Gut 2014 Sep 2;63(9):1450-6. Epub 2014 Jan 2.
Cancer Epidemiology Unit, Nuffield Department of Population Health, University of Oxford, Oxford, UK.
Background: Previous prospective studies have found the incidence of intestinal diverticular disease decreased with increasing intakes of dietary fibre, but associations by the fibre source are less well characterised. We assessed these associations in a large UK prospective study of middle-aged women.
Methods And Findings: During 6 (SD 1) years follow-up of 690 075 women without known diverticular disease who had not changed their diet in the last 5 years, 17 325 were admitted to hospital or died with diverticular disease. Dietary fibre intake was assessed using a validated 40-item food questionnaire and remeasured 1 year later in 4265 randomly-selected women. Mean total dietary fibre intake at baseline was 13.8 (SD 5.0) g/day, of which 42% came from cereals, 22% from fruits, 19% from vegetables (not potatoes) and 15% from potatoes. The relative risk (95% CI) for diverticular disease per 5 g/day fibre intake was 0.86 (0.84 to 0.88).

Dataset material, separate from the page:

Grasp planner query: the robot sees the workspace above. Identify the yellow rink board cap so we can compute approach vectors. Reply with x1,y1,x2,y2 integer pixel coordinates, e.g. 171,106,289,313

There was significant heterogeneity by the four main sources of fibre (p<0.0001), with relative risks, adjusted for each of the other sources of dietary fibre of 0.84 (0.81 to 0.88) per 5 g/day for cereal, 0.81 (0.77 to 0.86) per 5 g/day for fruit, 1.03 (0.93 to 1.14) per 5 g/day for vegetable and 1.04 (1.02 to 1.07) per 1 g/day for potato fibre.
Conclusions: A higher intake of dietary fibre is associated with a reduced risk of diverticular disease. The associations with diverticular disease appear to vary by fibre source, and the reasons for this variation are unclear.